図2】本発明の結晶構造解析用器具の一例を模式的に表した図である。
図3】多穴プレート状の単結晶保持具を有する結晶構造解析用器具の製造過程を簡潔に表した図である。
図4】板状の単結晶保持具を有する結晶構造解析用器具の製造過程を簡潔に表した図である。
図5】製造例1で行った結晶構造解析の結果を表す図である。
図6】参考例1で行った結晶構造解析の結果を表す図である。
【発明を実施するための形態】
【0013】
以下、本発明を、1)結晶構造解析用器具とその製造方法、及び、2)標的分子の分子構造決定方法に項分けして詳細に説明する。
【0014】
1)結晶構造解析用器具とその製造方法
本発明の結晶構造解析用器具は、単結晶保持具、単結晶固定用液体、及び1又は2以上の結晶構造解析試料を有する結晶構造解析用器具であって、前記単結晶保持具は、直接又は他の部品を介して、結晶構造解析装置のゴニオメーターに固定され得る形状を有するものである。前記単結晶固定用液体は、流動性を喪失した状態で前記単結晶保持具の表面上に存在しており、前記結晶構造解析試料は、前記単結晶固定用液体に覆われた状態で、単結晶保持具の表面に直接的又は間接的に固定されており、前記結晶構造解析試料は、規則的に配置された複数の標的分子収容空間を有する単結晶が、その標的分子収容空間に標的分子を規則的に収容して成るものである。
【0015】
本明細書において、「標的分子」とは、解析対象化合物の分子を意味する。
「標的分子収容空間」とは、標的分子が収容される、単結晶の内部の空間を意味する。該空間は、標的分子を収容できるものであれば、その形状に制限はなく、例えば、「細孔」のように、細長いものであってもよい。

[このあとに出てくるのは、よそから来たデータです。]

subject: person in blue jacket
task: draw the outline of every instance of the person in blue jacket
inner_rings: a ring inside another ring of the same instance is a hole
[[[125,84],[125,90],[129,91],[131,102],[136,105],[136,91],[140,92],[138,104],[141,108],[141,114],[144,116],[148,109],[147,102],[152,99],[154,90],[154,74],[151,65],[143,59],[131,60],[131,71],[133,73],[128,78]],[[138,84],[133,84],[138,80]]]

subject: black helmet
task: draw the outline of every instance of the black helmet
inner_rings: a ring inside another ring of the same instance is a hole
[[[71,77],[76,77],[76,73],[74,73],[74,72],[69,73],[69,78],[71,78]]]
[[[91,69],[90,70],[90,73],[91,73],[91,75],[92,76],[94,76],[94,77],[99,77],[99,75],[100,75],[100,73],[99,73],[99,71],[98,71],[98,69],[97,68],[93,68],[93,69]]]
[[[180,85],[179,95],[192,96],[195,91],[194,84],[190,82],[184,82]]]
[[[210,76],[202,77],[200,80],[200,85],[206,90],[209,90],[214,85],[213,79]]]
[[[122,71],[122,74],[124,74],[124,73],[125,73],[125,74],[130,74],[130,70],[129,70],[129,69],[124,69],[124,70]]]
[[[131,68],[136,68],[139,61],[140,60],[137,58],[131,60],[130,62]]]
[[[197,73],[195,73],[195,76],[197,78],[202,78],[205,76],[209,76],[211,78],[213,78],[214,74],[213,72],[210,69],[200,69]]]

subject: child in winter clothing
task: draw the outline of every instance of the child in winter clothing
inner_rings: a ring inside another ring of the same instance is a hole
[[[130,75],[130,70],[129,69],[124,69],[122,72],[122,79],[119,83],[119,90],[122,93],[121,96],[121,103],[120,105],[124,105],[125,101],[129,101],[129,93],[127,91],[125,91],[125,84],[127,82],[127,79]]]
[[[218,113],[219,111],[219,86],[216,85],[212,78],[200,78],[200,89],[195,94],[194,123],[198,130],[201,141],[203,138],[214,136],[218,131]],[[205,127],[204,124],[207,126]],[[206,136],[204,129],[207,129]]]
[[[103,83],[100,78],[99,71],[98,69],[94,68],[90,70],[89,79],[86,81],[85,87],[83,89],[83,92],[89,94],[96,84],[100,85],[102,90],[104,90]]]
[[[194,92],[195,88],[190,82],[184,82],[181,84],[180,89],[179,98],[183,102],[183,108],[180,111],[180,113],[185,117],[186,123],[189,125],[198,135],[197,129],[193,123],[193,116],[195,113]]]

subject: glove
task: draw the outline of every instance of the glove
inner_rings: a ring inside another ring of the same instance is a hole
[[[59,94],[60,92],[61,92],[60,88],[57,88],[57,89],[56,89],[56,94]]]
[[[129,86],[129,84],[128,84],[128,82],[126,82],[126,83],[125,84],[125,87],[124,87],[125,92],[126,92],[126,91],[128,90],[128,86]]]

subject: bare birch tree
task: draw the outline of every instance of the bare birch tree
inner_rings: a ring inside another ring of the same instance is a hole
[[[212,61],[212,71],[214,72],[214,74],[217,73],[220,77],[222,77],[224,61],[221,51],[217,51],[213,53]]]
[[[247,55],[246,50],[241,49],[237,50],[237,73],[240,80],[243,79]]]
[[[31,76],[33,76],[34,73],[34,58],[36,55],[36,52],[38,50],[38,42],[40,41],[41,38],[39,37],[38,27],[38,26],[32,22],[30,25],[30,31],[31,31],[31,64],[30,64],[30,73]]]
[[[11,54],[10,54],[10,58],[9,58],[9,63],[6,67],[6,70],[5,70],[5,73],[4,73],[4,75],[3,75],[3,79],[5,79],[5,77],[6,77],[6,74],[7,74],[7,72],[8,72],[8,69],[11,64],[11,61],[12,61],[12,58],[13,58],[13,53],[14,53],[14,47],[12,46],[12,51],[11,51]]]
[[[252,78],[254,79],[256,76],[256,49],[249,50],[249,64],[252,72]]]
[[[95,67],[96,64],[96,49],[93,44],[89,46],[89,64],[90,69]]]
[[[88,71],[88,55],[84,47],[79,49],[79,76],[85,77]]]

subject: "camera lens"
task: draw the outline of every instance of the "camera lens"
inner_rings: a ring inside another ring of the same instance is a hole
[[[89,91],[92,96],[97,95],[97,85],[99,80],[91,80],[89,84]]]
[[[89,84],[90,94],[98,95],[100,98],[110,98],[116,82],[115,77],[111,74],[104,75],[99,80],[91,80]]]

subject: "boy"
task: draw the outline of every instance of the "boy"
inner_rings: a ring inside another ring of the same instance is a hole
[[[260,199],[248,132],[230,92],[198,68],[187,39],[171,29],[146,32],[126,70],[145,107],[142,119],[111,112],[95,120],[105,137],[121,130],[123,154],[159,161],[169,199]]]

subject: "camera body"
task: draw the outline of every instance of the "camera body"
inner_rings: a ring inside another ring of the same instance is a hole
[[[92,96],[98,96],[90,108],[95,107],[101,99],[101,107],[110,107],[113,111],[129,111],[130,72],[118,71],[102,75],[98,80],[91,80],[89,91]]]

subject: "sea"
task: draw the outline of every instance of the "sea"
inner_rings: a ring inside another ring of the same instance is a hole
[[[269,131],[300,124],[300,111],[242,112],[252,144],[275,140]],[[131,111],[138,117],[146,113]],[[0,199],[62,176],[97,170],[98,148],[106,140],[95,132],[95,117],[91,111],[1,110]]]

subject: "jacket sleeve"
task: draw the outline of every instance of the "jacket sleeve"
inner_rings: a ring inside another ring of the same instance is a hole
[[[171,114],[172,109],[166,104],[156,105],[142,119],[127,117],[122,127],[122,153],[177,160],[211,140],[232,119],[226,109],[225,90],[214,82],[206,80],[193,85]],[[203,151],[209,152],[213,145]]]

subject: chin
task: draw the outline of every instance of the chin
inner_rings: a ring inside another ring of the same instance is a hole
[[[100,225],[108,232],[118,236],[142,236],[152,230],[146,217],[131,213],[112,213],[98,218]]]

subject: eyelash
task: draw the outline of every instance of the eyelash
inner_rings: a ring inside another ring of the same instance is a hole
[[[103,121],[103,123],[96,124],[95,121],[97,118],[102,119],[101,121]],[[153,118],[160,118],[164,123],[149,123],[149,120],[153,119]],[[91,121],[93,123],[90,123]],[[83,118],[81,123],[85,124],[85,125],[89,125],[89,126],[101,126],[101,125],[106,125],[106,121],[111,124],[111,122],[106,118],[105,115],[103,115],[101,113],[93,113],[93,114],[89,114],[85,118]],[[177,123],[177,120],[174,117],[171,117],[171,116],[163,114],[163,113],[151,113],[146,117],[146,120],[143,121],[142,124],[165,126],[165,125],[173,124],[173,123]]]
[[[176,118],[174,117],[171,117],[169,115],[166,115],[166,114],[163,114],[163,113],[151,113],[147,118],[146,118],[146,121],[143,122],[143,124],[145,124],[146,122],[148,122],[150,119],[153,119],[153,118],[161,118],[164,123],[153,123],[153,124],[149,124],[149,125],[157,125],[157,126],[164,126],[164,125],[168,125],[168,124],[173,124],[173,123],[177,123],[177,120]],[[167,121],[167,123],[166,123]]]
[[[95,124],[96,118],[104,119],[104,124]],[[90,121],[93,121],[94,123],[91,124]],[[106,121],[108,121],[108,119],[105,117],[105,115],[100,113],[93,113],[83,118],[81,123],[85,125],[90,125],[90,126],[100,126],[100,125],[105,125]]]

「規則的に配置された複数の標的分子収容空間」の「規則的に配置された」とは、標的分子収容空間の周囲の分子の構造を結晶構造解析法により決定できる状態を意味する。
「単結晶が標的分子を規則的に収容する」とは、標的分子の分子構造を結晶構造解析法により決定できる状態で、単結晶が標的分子を収容していることを意味する。
本明細書において、「結晶構造解析試料」とは、単結晶の標的分子収容空間に標的分子が包接してなるものをいう。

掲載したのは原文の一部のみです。